CHICAGO, IL (February 24, 2015) — In spite of its snubs at the Oscars, I’ve been thinking a lot about the movie Selma lately.
In May I plan to travel to the Democratic Republic of the Congo as part of a North Park Seminary course. Among our pre-course reading is King Leopold’s Ghost: A Story of Greed, Terror, and Heroism in Colonial Africa, by Adam Hochschild, about the establishment of the Belgian colony of Congo—a process that included exploiting and terrorizing the people who lived there in order to make the venture profitable. The book also details the efforts that people took to end those practices, in what is considered to be the first global human rights campaign.
At one point Hochschild muses on the shock he felt when he first heard that five to eight million people had been killed during the colonization—and the further shock that he had never heard about it earlier in his life. That number is comparable to those killed in the Holocaust, after all.
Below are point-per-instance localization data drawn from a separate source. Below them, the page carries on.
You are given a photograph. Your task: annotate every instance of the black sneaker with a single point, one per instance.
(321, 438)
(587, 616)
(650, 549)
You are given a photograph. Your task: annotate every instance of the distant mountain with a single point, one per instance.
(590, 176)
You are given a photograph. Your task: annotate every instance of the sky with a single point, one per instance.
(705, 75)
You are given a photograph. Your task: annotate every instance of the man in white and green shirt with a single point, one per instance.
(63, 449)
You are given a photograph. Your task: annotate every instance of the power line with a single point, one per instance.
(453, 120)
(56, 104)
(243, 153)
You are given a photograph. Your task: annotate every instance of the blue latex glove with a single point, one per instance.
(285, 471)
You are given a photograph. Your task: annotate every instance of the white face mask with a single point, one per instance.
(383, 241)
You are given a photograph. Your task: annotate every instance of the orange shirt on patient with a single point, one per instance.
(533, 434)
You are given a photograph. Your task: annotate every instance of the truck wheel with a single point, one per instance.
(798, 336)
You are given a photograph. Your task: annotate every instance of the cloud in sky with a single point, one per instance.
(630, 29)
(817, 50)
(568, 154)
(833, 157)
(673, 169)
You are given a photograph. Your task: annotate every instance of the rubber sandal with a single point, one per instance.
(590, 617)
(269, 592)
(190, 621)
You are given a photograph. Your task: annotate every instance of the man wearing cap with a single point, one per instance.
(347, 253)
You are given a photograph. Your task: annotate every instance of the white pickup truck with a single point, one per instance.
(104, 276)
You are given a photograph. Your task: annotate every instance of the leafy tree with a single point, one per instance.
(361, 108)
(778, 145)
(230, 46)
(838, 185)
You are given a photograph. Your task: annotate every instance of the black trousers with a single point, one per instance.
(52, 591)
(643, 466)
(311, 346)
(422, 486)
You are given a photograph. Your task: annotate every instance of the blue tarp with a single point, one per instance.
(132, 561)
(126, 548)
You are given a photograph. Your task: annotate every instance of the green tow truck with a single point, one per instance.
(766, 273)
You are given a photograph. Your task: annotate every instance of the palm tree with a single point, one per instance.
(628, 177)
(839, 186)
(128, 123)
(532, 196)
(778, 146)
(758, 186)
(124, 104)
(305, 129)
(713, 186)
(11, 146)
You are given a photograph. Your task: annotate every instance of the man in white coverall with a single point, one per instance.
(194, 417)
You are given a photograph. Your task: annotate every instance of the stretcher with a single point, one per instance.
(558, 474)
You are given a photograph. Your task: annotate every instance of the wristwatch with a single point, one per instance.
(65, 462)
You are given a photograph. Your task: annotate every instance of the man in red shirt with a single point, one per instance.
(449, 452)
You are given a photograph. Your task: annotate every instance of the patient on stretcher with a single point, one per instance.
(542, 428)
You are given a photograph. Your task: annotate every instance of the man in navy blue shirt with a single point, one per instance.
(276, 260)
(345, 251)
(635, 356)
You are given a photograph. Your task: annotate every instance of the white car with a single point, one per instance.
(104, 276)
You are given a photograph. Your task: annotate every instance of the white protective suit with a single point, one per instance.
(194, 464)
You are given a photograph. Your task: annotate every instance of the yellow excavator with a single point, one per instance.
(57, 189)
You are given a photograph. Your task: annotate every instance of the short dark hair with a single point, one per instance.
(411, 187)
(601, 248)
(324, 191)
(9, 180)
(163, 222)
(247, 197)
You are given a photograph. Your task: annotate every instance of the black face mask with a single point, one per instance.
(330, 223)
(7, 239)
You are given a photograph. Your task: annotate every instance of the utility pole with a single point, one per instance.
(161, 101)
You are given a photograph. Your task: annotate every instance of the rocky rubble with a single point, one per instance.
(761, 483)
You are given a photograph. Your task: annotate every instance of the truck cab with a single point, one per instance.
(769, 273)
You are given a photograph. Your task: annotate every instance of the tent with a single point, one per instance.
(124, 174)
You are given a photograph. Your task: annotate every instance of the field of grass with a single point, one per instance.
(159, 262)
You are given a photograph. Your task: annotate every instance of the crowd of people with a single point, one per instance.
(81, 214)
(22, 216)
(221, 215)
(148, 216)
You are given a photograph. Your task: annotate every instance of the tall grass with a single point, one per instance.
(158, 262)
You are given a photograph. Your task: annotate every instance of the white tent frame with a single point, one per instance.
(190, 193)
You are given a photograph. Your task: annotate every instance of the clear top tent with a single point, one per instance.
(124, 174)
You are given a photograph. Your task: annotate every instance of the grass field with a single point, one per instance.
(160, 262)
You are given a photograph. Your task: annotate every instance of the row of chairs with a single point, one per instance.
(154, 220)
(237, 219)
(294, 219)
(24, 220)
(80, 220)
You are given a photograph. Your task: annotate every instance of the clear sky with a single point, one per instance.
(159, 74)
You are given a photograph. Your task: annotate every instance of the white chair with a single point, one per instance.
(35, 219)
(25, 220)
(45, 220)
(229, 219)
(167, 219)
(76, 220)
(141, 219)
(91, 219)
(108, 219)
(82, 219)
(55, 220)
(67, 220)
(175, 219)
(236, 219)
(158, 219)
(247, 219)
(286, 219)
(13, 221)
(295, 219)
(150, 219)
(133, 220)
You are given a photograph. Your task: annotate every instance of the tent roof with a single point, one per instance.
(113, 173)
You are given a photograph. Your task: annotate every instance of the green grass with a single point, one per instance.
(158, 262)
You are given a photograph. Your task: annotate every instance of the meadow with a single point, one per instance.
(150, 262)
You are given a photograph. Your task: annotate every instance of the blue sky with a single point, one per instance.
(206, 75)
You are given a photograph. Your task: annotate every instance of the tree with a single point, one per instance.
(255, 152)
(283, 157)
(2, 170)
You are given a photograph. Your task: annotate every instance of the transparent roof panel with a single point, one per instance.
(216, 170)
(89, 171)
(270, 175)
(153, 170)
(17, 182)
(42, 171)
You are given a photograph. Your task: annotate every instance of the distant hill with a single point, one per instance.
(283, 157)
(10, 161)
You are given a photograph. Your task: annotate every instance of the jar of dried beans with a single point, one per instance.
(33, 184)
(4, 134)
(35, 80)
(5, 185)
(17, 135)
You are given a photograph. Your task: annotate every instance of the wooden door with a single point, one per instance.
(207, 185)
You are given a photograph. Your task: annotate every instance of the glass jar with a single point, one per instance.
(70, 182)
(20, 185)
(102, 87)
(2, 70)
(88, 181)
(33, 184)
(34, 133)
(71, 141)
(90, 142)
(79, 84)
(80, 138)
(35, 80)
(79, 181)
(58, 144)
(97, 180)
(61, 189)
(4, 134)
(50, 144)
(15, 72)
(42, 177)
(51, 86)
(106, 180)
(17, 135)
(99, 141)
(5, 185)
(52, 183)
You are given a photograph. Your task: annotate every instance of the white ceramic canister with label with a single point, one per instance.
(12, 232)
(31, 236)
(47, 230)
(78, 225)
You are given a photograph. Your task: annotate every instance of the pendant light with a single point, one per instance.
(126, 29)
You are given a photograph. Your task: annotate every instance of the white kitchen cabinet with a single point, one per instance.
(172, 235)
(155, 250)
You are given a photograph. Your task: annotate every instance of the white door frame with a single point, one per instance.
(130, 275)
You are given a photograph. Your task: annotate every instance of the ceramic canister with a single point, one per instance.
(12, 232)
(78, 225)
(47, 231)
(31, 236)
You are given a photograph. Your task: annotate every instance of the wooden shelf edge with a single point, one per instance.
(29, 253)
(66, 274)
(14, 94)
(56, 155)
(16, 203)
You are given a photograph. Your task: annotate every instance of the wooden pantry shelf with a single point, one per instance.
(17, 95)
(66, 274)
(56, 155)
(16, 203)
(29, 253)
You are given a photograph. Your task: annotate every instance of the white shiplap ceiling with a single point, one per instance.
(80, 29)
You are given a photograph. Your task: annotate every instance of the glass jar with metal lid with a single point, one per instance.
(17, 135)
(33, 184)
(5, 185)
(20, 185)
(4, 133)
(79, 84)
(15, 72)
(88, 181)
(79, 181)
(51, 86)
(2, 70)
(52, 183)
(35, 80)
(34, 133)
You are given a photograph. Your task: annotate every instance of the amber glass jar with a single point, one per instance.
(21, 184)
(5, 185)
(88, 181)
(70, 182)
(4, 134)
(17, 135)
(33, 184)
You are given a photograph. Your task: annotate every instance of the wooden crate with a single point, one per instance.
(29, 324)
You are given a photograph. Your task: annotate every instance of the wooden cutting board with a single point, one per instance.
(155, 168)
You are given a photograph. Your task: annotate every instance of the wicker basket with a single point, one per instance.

But then Hochschild writes, “It occurred to me that, like millions of other people, I had read something about that time and place after all: Joseph Conrad’s Heart of Darkness. However, with my college lecture notes on the novel filled with scribbles about Freudian overtones, mythic echoes, and inward vision, I had mentally filed away the book under fiction, not fact.”
He expands on this idea further: “European and American readers, not comfortable acknowledging the genocidal scale of the killing in Africa at the turn of the century, have cast Heart of Darkness loose from its historical moorings. We read it as a parable for all times and places, not as a book about one time and place.”
Reading this, I realized that I had been responding to Selma in a similar way.
I was familiar with the historical events this film portrays. But when I reflected on the movie, I didn’t focus on the events; rather, I found myself talking about the film’s technical elements.
I talked about the dramatic impact of the visual effects in the bombing scene. About the choice of story elements that showed King in a variety of spaces—accepting the Nobel Prize, in the Oval Office, with his family, eating with friends, leading marches. I discussed the direction and editing that made some of the march scenes almost appear like actual historical footage, and about how the actors portrayed King, Lyndon Johnson, and others.
I had not talked about the sickening sound of batons hitting human flesh when protestors were attacked. Or about how much I wanted to scream in the opening scene when one woman tried to register to vote. I didn’t talk about the terror people must have felt when bombs went off or the brutality demonstrators experienced as they fled through the city.
And I didn’t talk about the incredible perseverance shown by those who came out to march not once, but three times, or the courage it took to join a second attempt after the first was literally beaten back.
“American readers, not comfortable acknowledging the genocidal scale of the killing in Africa at the turn of the century, have cast Heart of Darkness loose from its historical moorings….”
I think I, too, am uncomfortable acknowledging the depth of depravity in such acts of terror.
But even beyond avoiding considering violence from the victims’ point of view, I’ve been even more reluctant to think about it from the perspective of the perpetrator. It is too easy to feel self-righteous in hindsight, to insist that I would never do the same, to claim that I would never be like them.
I am realizing that to really reflect on Selma would mean to recognize the conviction that allowed the assailants to act as if they were in the right. It would mean acknowledging that my own convictions, my own assessment of justice and injustice in today’s society, might be incomplete as well.
If we are not willing to acknowledge our nation’s complete history, with its negative aspects along with the good, we cannot move forward. Until we have recognized the full extent of the damage we have caused our fellow citizens, we won’t know how much work needs to be done to correct it.